In this era of modern globalization, Mexican agriculture must strive for sustainability. Achieving this goal involves restructuring natural resource management and adopting parallel strategies for international trade openness. The impacts of human and natural activities altering the particle size structure of the soil must be considered in management plans for the correct and sustainable utilization of natural resources.
Assigning fair environmental values to agricultural assets, with indicators designed based on land use, GHG emissions, risk, and current vulnerability, is crucial. This is particularly relevant in the case of rainfall, a sensitive phenomenon to climate change. The information generated in this study proves useful in developing indicators that provide a fair value to agricultural assets, especially in “The Agricultural Heart of Mexico”.
For the case study, rain risk in the soil was utilized as a spectral metrology scheme to analyse energy variations concerning the historical variations of each St, aiming to determine the severity levels of damages on the soil. It's important to note that interpretations can be complex and may potentially lead to contradictory or confusing conclusions due to the inherent presence of a minimum percentage of randomness in the data that has not been entirely eliminated.
Addressing these issues requires the correction of randomness in the data series, specifically sporadic impulses or signals inserted irregularly. This study, focusing on the seasonality of the series, facilitated the observation of real and cyclical behavior, enabling meaningful contrasts between signals. This approach is crucial for understanding the severity of consequences resulting from rainfall and its impact on the structural integrity of agricultural land crucial by the economy of Mexico.
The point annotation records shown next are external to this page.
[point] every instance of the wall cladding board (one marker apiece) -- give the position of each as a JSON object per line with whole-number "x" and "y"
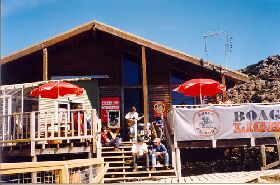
{"x": 158, "y": 93}
{"x": 23, "y": 70}
{"x": 87, "y": 57}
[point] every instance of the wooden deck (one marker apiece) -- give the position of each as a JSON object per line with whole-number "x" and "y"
{"x": 231, "y": 177}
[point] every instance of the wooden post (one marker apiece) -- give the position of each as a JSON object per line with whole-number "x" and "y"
{"x": 32, "y": 149}
{"x": 145, "y": 87}
{"x": 45, "y": 64}
{"x": 263, "y": 155}
{"x": 224, "y": 83}
{"x": 64, "y": 175}
{"x": 178, "y": 161}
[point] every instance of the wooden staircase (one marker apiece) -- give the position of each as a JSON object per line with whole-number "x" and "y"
{"x": 121, "y": 169}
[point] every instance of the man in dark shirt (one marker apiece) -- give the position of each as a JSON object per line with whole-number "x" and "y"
{"x": 109, "y": 142}
{"x": 159, "y": 151}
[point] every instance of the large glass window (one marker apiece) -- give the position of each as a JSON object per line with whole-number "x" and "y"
{"x": 177, "y": 79}
{"x": 132, "y": 70}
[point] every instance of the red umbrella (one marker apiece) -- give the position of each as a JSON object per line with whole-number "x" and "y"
{"x": 201, "y": 87}
{"x": 53, "y": 90}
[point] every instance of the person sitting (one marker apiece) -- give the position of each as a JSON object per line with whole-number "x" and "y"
{"x": 131, "y": 119}
{"x": 140, "y": 151}
{"x": 159, "y": 151}
{"x": 114, "y": 133}
{"x": 109, "y": 142}
{"x": 226, "y": 100}
{"x": 79, "y": 117}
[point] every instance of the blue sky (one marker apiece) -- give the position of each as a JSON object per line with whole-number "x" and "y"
{"x": 179, "y": 24}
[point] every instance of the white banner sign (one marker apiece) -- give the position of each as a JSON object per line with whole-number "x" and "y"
{"x": 225, "y": 122}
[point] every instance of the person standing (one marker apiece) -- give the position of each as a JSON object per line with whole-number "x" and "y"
{"x": 79, "y": 118}
{"x": 109, "y": 142}
{"x": 140, "y": 151}
{"x": 159, "y": 151}
{"x": 131, "y": 119}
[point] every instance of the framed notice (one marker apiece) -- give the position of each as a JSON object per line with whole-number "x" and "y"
{"x": 109, "y": 103}
{"x": 159, "y": 108}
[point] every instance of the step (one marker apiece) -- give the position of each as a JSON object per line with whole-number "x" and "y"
{"x": 137, "y": 178}
{"x": 115, "y": 162}
{"x": 141, "y": 172}
{"x": 116, "y": 157}
{"x": 120, "y": 147}
{"x": 124, "y": 167}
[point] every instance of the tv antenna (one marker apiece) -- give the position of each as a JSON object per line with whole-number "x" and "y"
{"x": 228, "y": 43}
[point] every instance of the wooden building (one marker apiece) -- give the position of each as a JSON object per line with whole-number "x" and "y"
{"x": 140, "y": 71}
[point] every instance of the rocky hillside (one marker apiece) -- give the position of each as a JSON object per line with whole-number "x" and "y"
{"x": 264, "y": 86}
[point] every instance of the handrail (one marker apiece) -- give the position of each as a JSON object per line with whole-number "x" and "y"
{"x": 225, "y": 105}
{"x": 60, "y": 167}
{"x": 100, "y": 177}
{"x": 49, "y": 126}
{"x": 170, "y": 144}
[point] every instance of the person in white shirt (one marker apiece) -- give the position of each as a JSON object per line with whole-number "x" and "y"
{"x": 140, "y": 151}
{"x": 131, "y": 119}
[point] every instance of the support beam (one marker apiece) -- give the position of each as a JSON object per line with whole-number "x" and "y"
{"x": 263, "y": 155}
{"x": 178, "y": 162}
{"x": 34, "y": 174}
{"x": 45, "y": 64}
{"x": 145, "y": 86}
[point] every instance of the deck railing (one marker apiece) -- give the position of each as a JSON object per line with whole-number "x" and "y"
{"x": 53, "y": 172}
{"x": 50, "y": 126}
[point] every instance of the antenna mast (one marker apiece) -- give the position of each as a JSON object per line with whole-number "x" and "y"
{"x": 228, "y": 44}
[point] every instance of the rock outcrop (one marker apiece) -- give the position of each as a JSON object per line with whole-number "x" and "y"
{"x": 264, "y": 85}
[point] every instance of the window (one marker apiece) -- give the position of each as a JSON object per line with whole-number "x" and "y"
{"x": 132, "y": 70}
{"x": 133, "y": 97}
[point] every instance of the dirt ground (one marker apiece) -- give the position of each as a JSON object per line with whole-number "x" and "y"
{"x": 267, "y": 179}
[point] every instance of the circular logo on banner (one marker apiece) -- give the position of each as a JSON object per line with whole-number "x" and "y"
{"x": 159, "y": 108}
{"x": 206, "y": 122}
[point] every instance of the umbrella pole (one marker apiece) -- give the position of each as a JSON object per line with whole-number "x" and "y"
{"x": 200, "y": 93}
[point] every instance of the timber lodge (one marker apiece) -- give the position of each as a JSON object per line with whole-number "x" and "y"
{"x": 137, "y": 71}
{"x": 117, "y": 70}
Regardless of the specific methodology employed, it is essential to correct and adjust time series data for seasonality before analysis. Failure to do so can lead to misinterpretations and false spatiotemporal behavior. To address these challenges, all countries before to take any important decision that depend of the signals with variation on time, three types of harmonics have to present: original, corrected for calendar effects, and adjusted for seasonality, eliminating randomness. Also, a methodological note each indicator to mitigate potential confusion among analysts have to accompanies.
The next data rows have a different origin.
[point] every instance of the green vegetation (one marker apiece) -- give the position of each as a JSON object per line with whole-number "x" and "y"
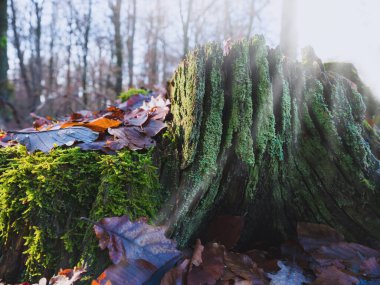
{"x": 124, "y": 96}
{"x": 42, "y": 197}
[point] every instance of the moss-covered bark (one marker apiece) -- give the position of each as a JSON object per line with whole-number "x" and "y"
{"x": 42, "y": 197}
{"x": 252, "y": 134}
{"x": 273, "y": 140}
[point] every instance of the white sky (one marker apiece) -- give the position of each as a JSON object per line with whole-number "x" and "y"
{"x": 339, "y": 30}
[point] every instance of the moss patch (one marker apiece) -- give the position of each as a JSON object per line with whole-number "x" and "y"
{"x": 42, "y": 197}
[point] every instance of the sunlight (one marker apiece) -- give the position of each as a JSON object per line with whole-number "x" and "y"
{"x": 342, "y": 30}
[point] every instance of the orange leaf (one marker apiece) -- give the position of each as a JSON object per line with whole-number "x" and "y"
{"x": 97, "y": 125}
{"x": 102, "y": 124}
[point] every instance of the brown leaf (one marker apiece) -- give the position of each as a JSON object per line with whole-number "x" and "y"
{"x": 46, "y": 140}
{"x": 128, "y": 240}
{"x": 136, "y": 117}
{"x": 134, "y": 272}
{"x": 212, "y": 267}
{"x": 312, "y": 236}
{"x": 350, "y": 254}
{"x": 114, "y": 113}
{"x": 371, "y": 267}
{"x": 197, "y": 254}
{"x": 263, "y": 260}
{"x": 332, "y": 275}
{"x": 98, "y": 125}
{"x": 175, "y": 275}
{"x": 153, "y": 127}
{"x": 132, "y": 137}
{"x": 217, "y": 230}
{"x": 243, "y": 266}
{"x": 67, "y": 276}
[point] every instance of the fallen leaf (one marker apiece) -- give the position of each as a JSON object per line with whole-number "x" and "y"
{"x": 132, "y": 137}
{"x": 312, "y": 236}
{"x": 46, "y": 140}
{"x": 290, "y": 273}
{"x": 138, "y": 251}
{"x": 67, "y": 276}
{"x": 217, "y": 230}
{"x": 333, "y": 276}
{"x": 98, "y": 125}
{"x": 243, "y": 266}
{"x": 197, "y": 254}
{"x": 176, "y": 275}
{"x": 371, "y": 267}
{"x": 212, "y": 267}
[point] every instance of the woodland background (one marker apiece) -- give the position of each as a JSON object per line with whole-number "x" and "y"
{"x": 70, "y": 55}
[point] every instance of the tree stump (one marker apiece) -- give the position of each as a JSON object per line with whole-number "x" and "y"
{"x": 251, "y": 133}
{"x": 258, "y": 135}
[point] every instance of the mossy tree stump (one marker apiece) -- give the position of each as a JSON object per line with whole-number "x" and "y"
{"x": 43, "y": 196}
{"x": 276, "y": 141}
{"x": 251, "y": 134}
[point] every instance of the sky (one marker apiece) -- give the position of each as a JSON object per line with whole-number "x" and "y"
{"x": 338, "y": 30}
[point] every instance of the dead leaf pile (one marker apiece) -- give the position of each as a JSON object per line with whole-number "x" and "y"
{"x": 131, "y": 124}
{"x": 141, "y": 254}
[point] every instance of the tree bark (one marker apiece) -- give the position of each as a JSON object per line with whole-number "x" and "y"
{"x": 3, "y": 59}
{"x": 86, "y": 36}
{"x": 289, "y": 28}
{"x": 116, "y": 10}
{"x": 275, "y": 141}
{"x": 132, "y": 16}
{"x": 20, "y": 53}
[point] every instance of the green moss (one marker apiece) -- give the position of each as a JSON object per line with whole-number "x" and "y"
{"x": 264, "y": 125}
{"x": 124, "y": 96}
{"x": 187, "y": 98}
{"x": 242, "y": 109}
{"x": 48, "y": 193}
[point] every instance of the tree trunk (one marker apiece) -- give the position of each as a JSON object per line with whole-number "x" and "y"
{"x": 116, "y": 10}
{"x": 3, "y": 60}
{"x": 20, "y": 53}
{"x": 274, "y": 141}
{"x": 131, "y": 40}
{"x": 85, "y": 53}
{"x": 289, "y": 28}
{"x": 252, "y": 134}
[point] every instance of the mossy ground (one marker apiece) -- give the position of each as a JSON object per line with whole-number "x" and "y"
{"x": 43, "y": 196}
{"x": 276, "y": 141}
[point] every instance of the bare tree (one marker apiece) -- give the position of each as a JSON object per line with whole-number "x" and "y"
{"x": 36, "y": 61}
{"x": 20, "y": 52}
{"x": 3, "y": 50}
{"x": 87, "y": 21}
{"x": 116, "y": 22}
{"x": 131, "y": 32}
{"x": 185, "y": 20}
{"x": 289, "y": 28}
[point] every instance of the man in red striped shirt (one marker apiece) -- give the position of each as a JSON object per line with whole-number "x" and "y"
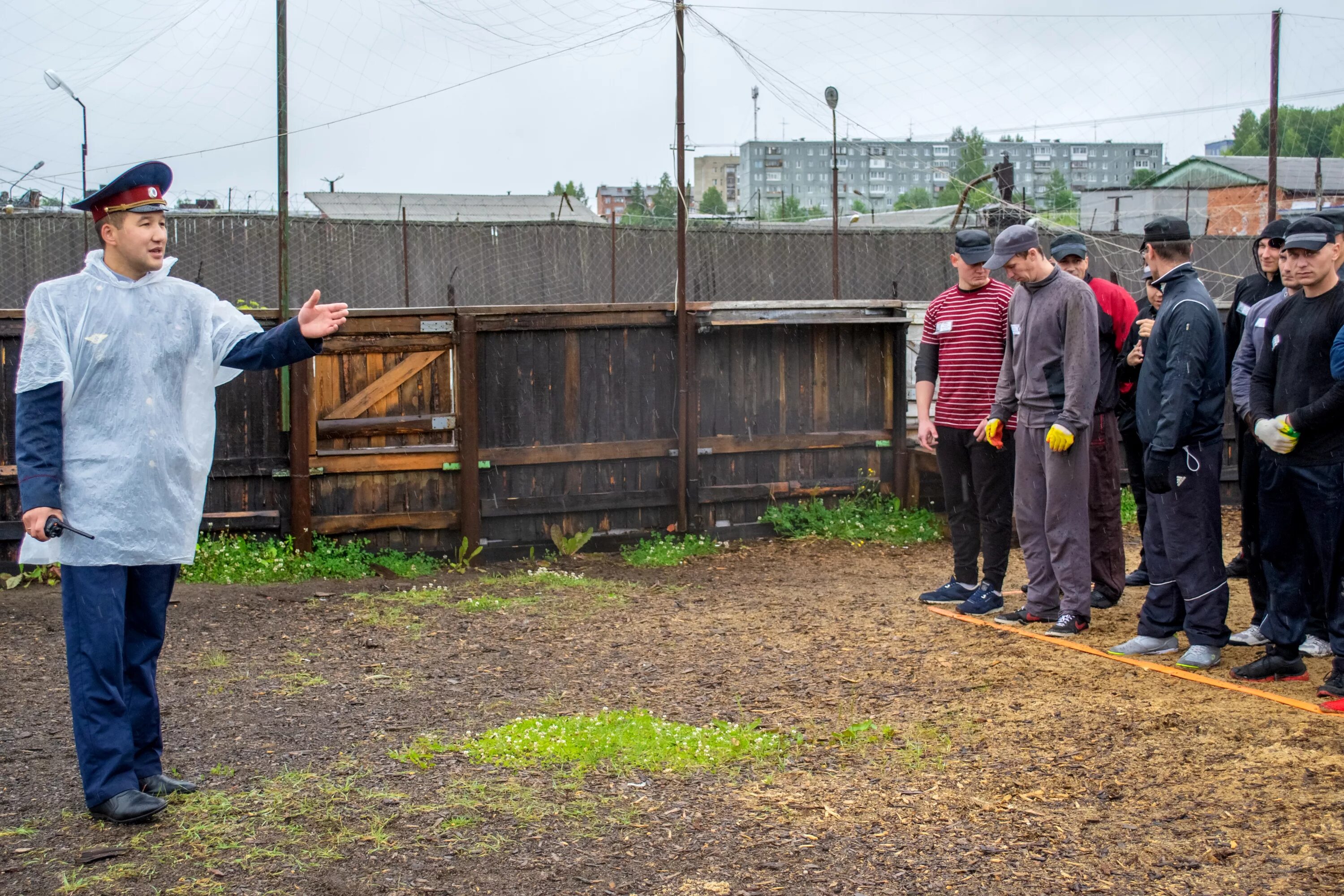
{"x": 963, "y": 350}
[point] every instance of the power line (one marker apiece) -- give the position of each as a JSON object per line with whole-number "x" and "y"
{"x": 659, "y": 18}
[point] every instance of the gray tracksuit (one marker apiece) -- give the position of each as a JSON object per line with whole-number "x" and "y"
{"x": 1050, "y": 375}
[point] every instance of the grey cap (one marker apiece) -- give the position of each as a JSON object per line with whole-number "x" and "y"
{"x": 1014, "y": 240}
{"x": 1068, "y": 245}
{"x": 974, "y": 246}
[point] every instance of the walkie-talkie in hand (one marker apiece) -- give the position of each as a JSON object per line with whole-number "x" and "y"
{"x": 56, "y": 526}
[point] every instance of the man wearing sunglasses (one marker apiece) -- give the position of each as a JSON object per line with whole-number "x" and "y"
{"x": 1252, "y": 289}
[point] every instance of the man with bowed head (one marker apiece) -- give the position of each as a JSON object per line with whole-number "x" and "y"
{"x": 116, "y": 431}
{"x": 1049, "y": 379}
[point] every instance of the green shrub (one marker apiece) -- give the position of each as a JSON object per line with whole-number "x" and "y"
{"x": 867, "y": 516}
{"x": 246, "y": 559}
{"x": 662, "y": 550}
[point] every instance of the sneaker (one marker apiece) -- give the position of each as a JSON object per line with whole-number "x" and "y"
{"x": 1273, "y": 668}
{"x": 1103, "y": 601}
{"x": 1137, "y": 579}
{"x": 951, "y": 593}
{"x": 1146, "y": 646}
{"x": 1334, "y": 687}
{"x": 1201, "y": 656}
{"x": 1252, "y": 637}
{"x": 982, "y": 601}
{"x": 1315, "y": 646}
{"x": 1068, "y": 626}
{"x": 1021, "y": 618}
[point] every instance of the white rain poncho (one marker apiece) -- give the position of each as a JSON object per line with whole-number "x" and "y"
{"x": 140, "y": 363}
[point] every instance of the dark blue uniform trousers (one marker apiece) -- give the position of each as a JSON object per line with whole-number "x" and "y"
{"x": 1183, "y": 546}
{"x": 1303, "y": 546}
{"x": 115, "y": 629}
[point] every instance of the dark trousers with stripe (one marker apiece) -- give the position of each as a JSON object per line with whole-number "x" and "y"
{"x": 1303, "y": 548}
{"x": 1183, "y": 543}
{"x": 978, "y": 491}
{"x": 115, "y": 621}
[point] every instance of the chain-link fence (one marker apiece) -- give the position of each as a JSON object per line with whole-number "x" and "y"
{"x": 422, "y": 265}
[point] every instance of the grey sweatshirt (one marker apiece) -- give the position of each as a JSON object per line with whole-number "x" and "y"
{"x": 1050, "y": 373}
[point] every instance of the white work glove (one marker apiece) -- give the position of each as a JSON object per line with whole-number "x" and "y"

Hence, is necessary to fostering a statistical and econometric culture is essential, especially in countries in to developing like Mexico. The lack of familiarity with econometrics in obtaining political, social, and economic indicators hinders accurate projections, often leading to responses influenced by regionalist traditions. Establishing a robust statistical culture is crucial for effective decision-making and policy formulation in the search of development.
This finding emphasizes the need for sustainable agriculture in the agricultural valleys of Mexico. Assigning appropriate environmental values to agricultural assets is crucial for achieving agricultural sustainability. This involves restructuring natural resource management, quantifying damages, and acknowledging the environmental impact of climate change. Harmonizing statistical and econometric practices is essential to ensure accurate projections and avoid misinterpretations, contributing to the overall progress countries like Mexico.